1. S’accomplir et progresser : l’activité professionnelle peut directement participer au sentiment d’un développement continu et peut permettre aux individus de se sentir progresser et réaliser leur potentiel dans une dynamique positive

2. Conscientiser le sens du travail : l’activité professionnelle participe à la construction du sens et des objectifs de vie. Elle est porteuse de sens, par la valeur et l’importance données au travail et par la possibilité d’orienter son activité, ses actions en lien avec les desseins auxquels chacun adhère

3. Développer le sentiment d’appartenance : l’activité professionnelle est porteuse de lien social et d’identification car elle permet à tout un chacun de tisser ses réseaux et de partager des éléments identitaires qui permettent de se reconnaître et d’appartenir à un collectif, une équipe, une entreprise. Ce sentiment d’appartenance est porteur d’engagements

4. Percevoir la reconnaissance : en participant à l’identité des personnes, le travail est porteur d’une « valeur sociale ». Être reconnu dans et par le travail permet de se sentir utile et apprécié en tant que personne et en tant que professionnel. Renforçant l’estime de soi et le soutien interpersonnel, la reconnaissance participe au bien-vivre au travail

5. Créer un climat de confiance : la confiance dans les relations professionnelles favorise un sentiment de sécurité et de sérénité.
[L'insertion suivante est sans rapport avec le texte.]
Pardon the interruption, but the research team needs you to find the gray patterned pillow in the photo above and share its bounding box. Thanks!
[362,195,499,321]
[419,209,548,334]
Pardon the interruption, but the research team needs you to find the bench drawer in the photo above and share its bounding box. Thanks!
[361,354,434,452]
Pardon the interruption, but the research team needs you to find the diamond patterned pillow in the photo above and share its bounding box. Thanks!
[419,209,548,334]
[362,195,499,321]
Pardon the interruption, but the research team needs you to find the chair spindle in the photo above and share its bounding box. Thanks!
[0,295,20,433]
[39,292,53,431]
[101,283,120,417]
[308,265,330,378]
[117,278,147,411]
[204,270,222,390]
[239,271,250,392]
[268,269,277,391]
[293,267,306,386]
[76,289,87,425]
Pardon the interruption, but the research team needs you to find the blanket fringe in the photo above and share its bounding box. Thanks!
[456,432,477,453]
Être en confiance ne s’arrête pas aux frontières de l’organisation car cette dimension du bien-vivre se manifeste dans les relations externes

6. Favoriser le travail en coopération : le travail est un puissant stimulateur qui permet de relever des défis et favoriser l’intelligence collective. L’interdépendance des moyens et des buts dans des échanges stimulants sont à la base du travail collectif pour créer des relations de solidarités et des mécanismes de travail propices à l’atteinte des objectifs du groupe

7. Contribuer à la société : offrir par le travail un espace de contribution sociale et sociétale en permettant à chacun d’être un contributeur de ce projet constitue un levier du bien-vivre. L’engagement professionnel est ainsi renforcé par la contribution de l’organisation à environnement social et sociétal

8. Prendre des initiatives au bon niveau : l’autonomie constitue un facteur reconnu de l’expérience positive au travail, caractérisée par le sentiment d’être à l’origine de ses actions et en cohérence avec l’organisation de sorte à les assumer entièrement. La maîtrise de la subsidiarité et du cadre dans lequel les individus exercent leur autonomie permet d’en poser les limites et le glissement possible vers l’individualisme

9. Être en accord avec ses talents : tout un chacun est porteur d’une singularité, d’éléments uniques et rares qui dans un espace coopératif constituent la richesse de l’entreprise. Contribuer à l’organisation et sa réussite en exprimant ses talents participe à l’expérience du bien-vivre au travail

 

Le mouvement de transformation viendra si nous réussis­sons le passage de l’argumentation à la pratique, de l’inten­tion à l’action dans une dynamique collective. Il sera pérenne s’il est porteur de sens et concrétise des progrès significatifs pour la majorité. Le mouvement doit en réalité être un mou­vement progressiste continu qui appartient à tous ceux qui en partagent le sens. Nous sommes responsables à titre indi­viduel de nous inscrire dans l’action. Une sorte de croyance doit se développer avec la volonté de passer de l’intention à l’action pour nous mobiliser et nous rassembler.

Se rassem­bler dans une action collective c’est effectivement en partager le sens mais c’est aussi et avant tout, s’engager pour la faire grandir et l’enrichir de ses idées. Le sens se consolidera en­suite. Se rassembler c’est donner à l’action collective la force de concrétiser le mouvement et de relever les défis. Seul ou dispersé, c’est impossible.